Defense enthusiasts claim that because Uganda is already involved in the South Sudan war, among others, the country must meet the cost of that operation.

Kenneth Mugambe, the Director of Budget at the Finance Ministry, told The Independent that part of the money this time is meant to repay borrowed monies.

“There is nothing illegal about a supplementary budget,” Mugambe says, “the law provides for it. And if you look at the current supplementary budget, some of it is statutory expenditure. It is to be used to repay public debt. We have tabled it before parliament for noting. Parliament does not approve statutory expenditure”.

Parliamentary jittery

But Ntenjeru North MP Amos Lugoloobi, who chairs the Parliamentary Committee on the Budget, told The Independent that “the whole parliament is jittery about these supplementary budgets”.

“This is one of the biggest in the history of supplementary budgets. And when you look at some of the things for which money is being requested, these are not things that should not have been foreseen. Supplementary budgets should be catering for unforeseen conditions.”

Lugoloobi points out examples of payment for gratuity and pension and maintaining a buffer stock for cotton, which he says should have been foreseen and should be guided by clear policies.

“We have explained these things,” Mugambe says, “as you know we have undertaken some reforms and in the process have discovered we had not paid gratuity, pensions. The buffer stock for cotton is equally important.”

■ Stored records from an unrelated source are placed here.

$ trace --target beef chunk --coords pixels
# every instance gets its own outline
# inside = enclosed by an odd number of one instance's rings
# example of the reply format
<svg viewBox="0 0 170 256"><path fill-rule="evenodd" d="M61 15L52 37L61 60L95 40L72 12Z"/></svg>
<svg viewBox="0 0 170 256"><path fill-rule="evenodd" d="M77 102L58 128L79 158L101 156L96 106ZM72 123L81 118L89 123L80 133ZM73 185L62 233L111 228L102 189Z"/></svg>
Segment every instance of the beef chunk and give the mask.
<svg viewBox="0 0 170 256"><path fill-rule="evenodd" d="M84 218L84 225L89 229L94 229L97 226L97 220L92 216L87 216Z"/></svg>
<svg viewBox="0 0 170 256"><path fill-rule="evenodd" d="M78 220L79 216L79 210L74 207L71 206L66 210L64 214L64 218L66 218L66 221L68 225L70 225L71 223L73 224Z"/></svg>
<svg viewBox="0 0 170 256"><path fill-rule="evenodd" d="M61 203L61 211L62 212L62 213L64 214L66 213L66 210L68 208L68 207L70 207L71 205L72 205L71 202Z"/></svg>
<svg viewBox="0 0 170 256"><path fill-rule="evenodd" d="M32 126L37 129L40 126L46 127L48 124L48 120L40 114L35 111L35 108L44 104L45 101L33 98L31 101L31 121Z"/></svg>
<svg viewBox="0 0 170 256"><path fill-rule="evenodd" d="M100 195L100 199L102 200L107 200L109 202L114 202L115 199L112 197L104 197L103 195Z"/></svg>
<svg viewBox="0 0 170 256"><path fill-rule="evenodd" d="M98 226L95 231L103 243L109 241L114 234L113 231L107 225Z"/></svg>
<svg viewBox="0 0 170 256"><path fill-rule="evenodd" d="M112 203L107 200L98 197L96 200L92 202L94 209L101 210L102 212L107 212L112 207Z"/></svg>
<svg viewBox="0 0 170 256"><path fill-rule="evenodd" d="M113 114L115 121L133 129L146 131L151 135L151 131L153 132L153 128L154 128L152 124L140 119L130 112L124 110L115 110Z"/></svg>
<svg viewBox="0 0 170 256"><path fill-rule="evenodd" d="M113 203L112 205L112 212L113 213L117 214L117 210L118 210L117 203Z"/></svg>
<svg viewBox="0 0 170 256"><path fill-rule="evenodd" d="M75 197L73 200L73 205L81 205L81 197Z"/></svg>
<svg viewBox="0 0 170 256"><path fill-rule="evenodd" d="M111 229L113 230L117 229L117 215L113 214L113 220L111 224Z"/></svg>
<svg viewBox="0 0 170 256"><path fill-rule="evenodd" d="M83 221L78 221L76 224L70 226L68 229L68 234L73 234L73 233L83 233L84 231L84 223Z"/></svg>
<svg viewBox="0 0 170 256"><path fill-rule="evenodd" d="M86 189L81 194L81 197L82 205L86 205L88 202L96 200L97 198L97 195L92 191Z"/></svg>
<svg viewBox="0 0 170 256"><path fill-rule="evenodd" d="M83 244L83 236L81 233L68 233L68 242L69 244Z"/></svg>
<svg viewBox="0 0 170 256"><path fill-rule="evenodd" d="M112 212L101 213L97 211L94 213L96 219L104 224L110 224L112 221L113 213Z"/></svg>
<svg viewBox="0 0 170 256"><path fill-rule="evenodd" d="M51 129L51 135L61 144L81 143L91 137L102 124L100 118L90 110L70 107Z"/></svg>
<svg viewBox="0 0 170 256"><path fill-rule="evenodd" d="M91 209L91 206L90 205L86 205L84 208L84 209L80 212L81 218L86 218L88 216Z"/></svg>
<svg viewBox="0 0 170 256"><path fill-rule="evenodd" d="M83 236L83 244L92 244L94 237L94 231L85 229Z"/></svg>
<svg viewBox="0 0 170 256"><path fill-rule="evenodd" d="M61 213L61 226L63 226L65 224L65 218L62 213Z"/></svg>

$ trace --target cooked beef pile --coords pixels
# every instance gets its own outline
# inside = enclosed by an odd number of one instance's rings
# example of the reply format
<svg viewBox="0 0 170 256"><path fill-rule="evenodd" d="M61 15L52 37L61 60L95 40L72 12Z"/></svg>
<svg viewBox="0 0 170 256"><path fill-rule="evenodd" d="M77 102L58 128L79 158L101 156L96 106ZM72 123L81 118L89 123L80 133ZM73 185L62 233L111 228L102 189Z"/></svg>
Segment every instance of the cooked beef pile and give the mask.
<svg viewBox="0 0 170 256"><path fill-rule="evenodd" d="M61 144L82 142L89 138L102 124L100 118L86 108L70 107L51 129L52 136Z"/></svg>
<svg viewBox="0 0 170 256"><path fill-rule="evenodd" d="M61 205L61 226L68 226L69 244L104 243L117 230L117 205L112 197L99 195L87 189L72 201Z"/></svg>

Economist Fred Muhumuza, a former advisor to the Minister of Finance, is unimpressed. He summarises the government’s behavior as “fiscal indiscipline”.

“You have a situation where the government is in the habit of spending what the economy does not generate,” Muhumuza says, “that is why it has to borrow all the time.”

Prof. Augustus Nuwagaba who has been the most vocal voice against supplementary budgets since 2010 says the government must adopt a zero-based budgeting process instead of upfront or traditional budgeting approach.

Zero-based budgeting requires that all budget items are re-evaluated thoroughly, starting from the zero-base, under traditional budgeting, however, line ministries, departments and agencies (MDAs) justify only increases over the previous year’s budget and what has been already spent is automatically approved, economists say.

This according to Nuwagaba encourages misuse of budget funds because MDAs keep getting allocations irrespective of whether they have completed utilising the funds that they were allocated in the previous years.

Year on year, President Museveni’s government has been tabling more and bigger supplementary budgets. Supplementary budgets have been increasing from 4% in 2008/2009, to 7.2% in 2009/2010 and over 30% in 2010/11.  Kasaija’s predecessor Maria Kiwanuka did not have to deal with all these concerns—there was no election to finance between 2011 and 2015 when she served. But for Syda Bbumba, who served before her, the story was different.

In a space of just months, Bbumba delivered supplementary budgets of close to a trillion shillings—with the last round coming in December 2011 right in the middle of campaigns.  Even the International Monetary Fund (IMF) had a major fall out with President Museveni over a supplementary budget.   What many find more disturbing are the supplementary budgets requested towards elections.

Towards the 2011 elections, President Museveni got parliament to approve a supplementary of Shs 600 billion and another of Shs 380 billion.  President Museveni had got Central Bank Governor Tumusiime Mutebile to draw from the reserves a staggering Shs1.7 trillion for acquisition of six Russian-made jets and their accompaniments. It later emerged the six jets cost Shs108billion each or Shs 654 billion in total. This leaves a balance of 1.1trillion. While half of these funds might have been spent on the other weapons that were purchased together with the jets, a sizable portion of this “not completely transparent” expenditure, as Mutebile called it recently, is said to have found its way in the campaigns and the results were dire. Uganda’s inflation jumped to about 30 percent.